Software front-end development is a costly and inefficient process, where manual coding is the predominant development approach, reuse of design artifacts is low, and cross-platform portability remains difficult, despite some trends towards HTML-based templating. In this sense, the availability of a platform-independent modeling language for describing the user interaction can bring several benefits to the development process of user interfaces.

This speech focuses on the modeling of software UIs through graphical domain-specific languages and in particular  shows the new standard adopted by OMG called IFML (Interaction Flow Modeling Language) at work. The speech illustrates the basic concepts of IFML, presents the design best practices and integration with other modelling languages, and discusses some large-scale industrial experiences (also featuring quantitative measures of productivity) achieved through IFML and associated full code generation techniques.   




 

 

Model Driven Engineering and Functional Safety

Mark van den Brand
Mathematics And Computer Science, Eindhoven University of Technology
Netherlands
http://www.win.tue.nl/~mvdbrand
 

Brief Bio
Mark van den Brand started his study computer science in 1982 at the Radboud University Nijmegen (The Netherlands). In 1987 he became a PhD student at the Radboud University Nijmegen. In 1992 he started as assistent professor in the Programming Research Group at the University of Amsterdam. In 1997 he switched from University of Amsterdam to CWI (Centrum voor Wiskunde en Informatica) and became senior researcher and project leader on the ASF+SDF project. The ASF+SDF project is one of the main research topics of the Interactive Software Development and Renovation group. Since 2006 Mark van den Brand is a full professor of Software Engineering and Technology at TU/e in the Department of Mathematics and Computer Science. Since May 2009 he is visiting professor at Royal Holloway, University of London. His current research activities are on generic language technology, and model driven engineering. A number of his research topics are to investigate the correctness and quality aspects of model transformations, and the use of meta-modeling techniques in the area of functional safety.  The SET group participates/participated a number of (industrial) projects related to model driven engineering and software evolution.
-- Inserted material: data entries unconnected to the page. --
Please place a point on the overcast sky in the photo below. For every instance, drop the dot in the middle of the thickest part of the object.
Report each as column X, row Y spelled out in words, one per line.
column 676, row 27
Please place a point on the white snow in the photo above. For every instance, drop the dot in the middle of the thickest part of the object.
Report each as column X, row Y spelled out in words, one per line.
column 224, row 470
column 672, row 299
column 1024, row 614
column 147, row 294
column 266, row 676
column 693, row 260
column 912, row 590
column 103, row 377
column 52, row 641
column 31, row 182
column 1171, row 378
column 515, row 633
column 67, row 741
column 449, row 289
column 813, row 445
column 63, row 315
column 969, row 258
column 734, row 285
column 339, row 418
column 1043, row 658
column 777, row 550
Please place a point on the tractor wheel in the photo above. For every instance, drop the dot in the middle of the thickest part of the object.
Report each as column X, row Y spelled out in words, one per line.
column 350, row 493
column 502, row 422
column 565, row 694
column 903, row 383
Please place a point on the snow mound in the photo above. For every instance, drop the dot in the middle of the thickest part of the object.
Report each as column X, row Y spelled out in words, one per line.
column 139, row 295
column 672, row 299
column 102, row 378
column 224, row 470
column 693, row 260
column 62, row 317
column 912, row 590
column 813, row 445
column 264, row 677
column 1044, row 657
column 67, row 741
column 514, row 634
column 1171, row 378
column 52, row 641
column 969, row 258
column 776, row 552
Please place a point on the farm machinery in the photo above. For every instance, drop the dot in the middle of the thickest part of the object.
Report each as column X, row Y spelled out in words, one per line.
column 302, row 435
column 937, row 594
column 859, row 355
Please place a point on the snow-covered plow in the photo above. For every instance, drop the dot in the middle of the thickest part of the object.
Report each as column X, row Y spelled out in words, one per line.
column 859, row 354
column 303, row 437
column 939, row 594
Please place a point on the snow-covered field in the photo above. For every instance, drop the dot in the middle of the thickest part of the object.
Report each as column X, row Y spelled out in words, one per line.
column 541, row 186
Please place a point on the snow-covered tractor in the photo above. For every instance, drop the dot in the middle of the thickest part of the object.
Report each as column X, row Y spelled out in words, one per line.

The goal of his research is to investigate the correctness and quality aspects of model transformations. He is president of the European Association of Programming Languages and Systems (EAPLS) and chair of the steering committee of Software Language Engineering. He was six times guest editor of special issues of Science of Computer Programming on academic software development (Experimental Software and Toolkits (EST)). He is member of the editorial board of the journal of Science of Computer Programming, Central European Journal for Computer Science, and Journal of Computer Languages, Systems and Structures.


Abstract
The development of software for domains such as avionics, automotive and healthcare is heavily regulated via safety standards. The effort to interpret the underlying standards is cumbersome and time consuming. The certification of components is expensive. Changing the components or applying the components in another domain involves in many cases re-certification. The representation of relevant information from standards in an electronic form enables, for instance, a faster and more robust safety argumentation. In the OPENCOSS project, www.opencoss.eu, a generic meta-model is developed to support the re-use of safety assurance data. Based on this generic meta-model, conceptual models in the form of meta-models to represent standards, e.g. the ISO 26262 standard, are derived. Model transformations are used to express the mapping between the conceptual models of the safety standards. Furthermore, the safety standard conceptual models can facilitate the construction of safety cases via (derived) vocabularies. This reduces inconsistencies and improves the clearness of the safety cases. Safety argumentation editors, based on EMF and Xtext, have been developed.